Benny Cohen sat staring at the covers. He could throw them overboard, of course. But every computer on this ship, and no doubt a dozen printed lists, listed his and Sarah’s passport details and their nationality.
Hell, if these pirates were Muslim fanatics, they wouldn’t need passports or computers. One look at his and Sarah’s names on a passenger list would be enough to get them killed.
He had been just a boy when his parents had escaped Europe after the war and wound up in Israel, penniless and half-starved. His father had died in the War of Independence.
Benny remembered him, young, skinny as a rail, with a mop of black hair and an Enfield rifle hanging from his shoulder with a sling. His face was indistinct, but the hair and rifle were right there when Benny thought of him.
He and Sarah had lost two sons in the 1973 war. One was in the infantry and the other was a tanker. The day they mobilized was a horrific frenzy; then they were gone. Never to return. One of them, Jesse, left a fiancée.
If only he had gotten her pregnant!
Benny felt Sarah’s hands on his shoulders. He looked up at the mirror above the desk and saw the reflection of her wonderful face, framed by gray hair. She glanced at the passports in his hand and knew what he had been thinking without a word being spoken. Her hands tightened on his shoulders and a trace of a smile crept across her face as she gazed at his reflection in the mirror.
Heinrich Beck vomited his breakfast into the toilet in his small cabin the instant he reached it. He turned on the sink tap experimentally and found he still had water, so he rinsed out his mouth and washed his face, then sat on his bed.
His stateroom didn’t have a balcony or sliding glass door, merely a porthole, perhaps ten feet above the surface of the ocean. It was intact.
Beck took some deep breaths and sat silently looking at nothing in particular until he was sure his stomach would behave. He was a veteran of the East German Stasi, the most feared secret police organization on the planet until it fell apart in the collapse of Communism. Heinrich Beck’s Stasi résumé was a secret, one he didn’t share with anyone.
His specialty was interrogations. He had learned from experts and enjoyed the work. Inflicting pain on others was one of life’s grandest pleasures.
Hadn’t done any of that for over twenty-five years, though. These days Heinrich Beck made a living smuggling cocaine. He had two kilos of the stuff hidden in the air ducts leading into and out of this cabin, perfectly safe from any cursory search by a curious maid or lazy policeman.
Now Heinrich Beck sat assessing his chances of getting to Doha and delivering the coke. What would the pirates do to him if they found the stuff? Confiscate it, obviously, but he doubted they would kill him. He would deny he knew anything about it, claim a crewman must have hidden it in his cabin.
He thought about how the denial would go.

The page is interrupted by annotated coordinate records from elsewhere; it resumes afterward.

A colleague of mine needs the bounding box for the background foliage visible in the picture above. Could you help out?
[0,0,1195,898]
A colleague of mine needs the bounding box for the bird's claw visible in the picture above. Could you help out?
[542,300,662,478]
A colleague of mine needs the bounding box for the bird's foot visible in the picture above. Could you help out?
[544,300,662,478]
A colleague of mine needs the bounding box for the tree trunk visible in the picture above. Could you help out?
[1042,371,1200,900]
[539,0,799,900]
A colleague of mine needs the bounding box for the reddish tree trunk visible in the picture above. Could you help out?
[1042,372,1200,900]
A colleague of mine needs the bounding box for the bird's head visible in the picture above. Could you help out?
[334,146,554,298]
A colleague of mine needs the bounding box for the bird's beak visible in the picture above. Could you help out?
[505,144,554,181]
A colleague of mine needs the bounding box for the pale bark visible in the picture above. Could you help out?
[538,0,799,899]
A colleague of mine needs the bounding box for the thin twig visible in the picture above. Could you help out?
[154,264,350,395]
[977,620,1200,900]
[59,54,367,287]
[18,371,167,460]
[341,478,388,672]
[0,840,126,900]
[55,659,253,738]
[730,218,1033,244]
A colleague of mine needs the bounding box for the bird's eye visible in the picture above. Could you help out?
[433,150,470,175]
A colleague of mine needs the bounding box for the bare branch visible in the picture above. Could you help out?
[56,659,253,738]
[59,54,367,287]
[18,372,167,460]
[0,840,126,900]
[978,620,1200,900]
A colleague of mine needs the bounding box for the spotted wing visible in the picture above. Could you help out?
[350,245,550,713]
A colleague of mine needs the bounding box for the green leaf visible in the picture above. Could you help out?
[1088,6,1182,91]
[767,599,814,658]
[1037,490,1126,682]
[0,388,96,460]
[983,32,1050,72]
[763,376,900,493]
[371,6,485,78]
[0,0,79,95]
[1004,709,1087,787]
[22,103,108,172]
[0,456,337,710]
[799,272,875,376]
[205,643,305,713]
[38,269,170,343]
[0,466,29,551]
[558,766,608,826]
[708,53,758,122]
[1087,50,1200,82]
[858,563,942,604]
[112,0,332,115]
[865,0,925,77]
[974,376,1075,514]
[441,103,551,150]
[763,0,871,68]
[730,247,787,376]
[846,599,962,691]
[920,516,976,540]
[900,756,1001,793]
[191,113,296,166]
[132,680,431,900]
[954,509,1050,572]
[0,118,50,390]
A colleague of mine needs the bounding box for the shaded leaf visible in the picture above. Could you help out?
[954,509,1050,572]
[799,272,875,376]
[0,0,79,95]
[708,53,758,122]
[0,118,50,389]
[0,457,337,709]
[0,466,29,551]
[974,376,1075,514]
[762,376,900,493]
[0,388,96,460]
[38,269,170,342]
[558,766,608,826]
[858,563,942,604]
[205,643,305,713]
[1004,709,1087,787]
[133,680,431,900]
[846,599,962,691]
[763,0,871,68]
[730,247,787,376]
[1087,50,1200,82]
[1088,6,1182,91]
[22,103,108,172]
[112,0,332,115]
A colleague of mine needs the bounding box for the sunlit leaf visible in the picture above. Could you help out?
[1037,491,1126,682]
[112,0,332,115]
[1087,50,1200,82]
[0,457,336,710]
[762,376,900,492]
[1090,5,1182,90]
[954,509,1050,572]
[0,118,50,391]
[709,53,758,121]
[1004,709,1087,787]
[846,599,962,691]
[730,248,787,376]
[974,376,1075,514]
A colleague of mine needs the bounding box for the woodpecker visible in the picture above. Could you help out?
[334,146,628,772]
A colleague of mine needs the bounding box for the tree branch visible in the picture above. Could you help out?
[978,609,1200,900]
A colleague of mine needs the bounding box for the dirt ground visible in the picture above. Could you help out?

Yes, he could pull it off with these people, he thought. With Herman Stehle, who owned the coke and had entrusted him to deliver it, loss of the drugs would be a different story. Stehle had the money and contacts to make it in the international narcotics trade, perhaps the most lucrative and homicidal on the planet. Beck certainly didn’t. Stehle gave him the stuff and told him who to deliver it to. Beck was merely a mule; he didn’t even see the money.
He had done a half dozen deliveries for Stehle, most to the Mideast, two to China.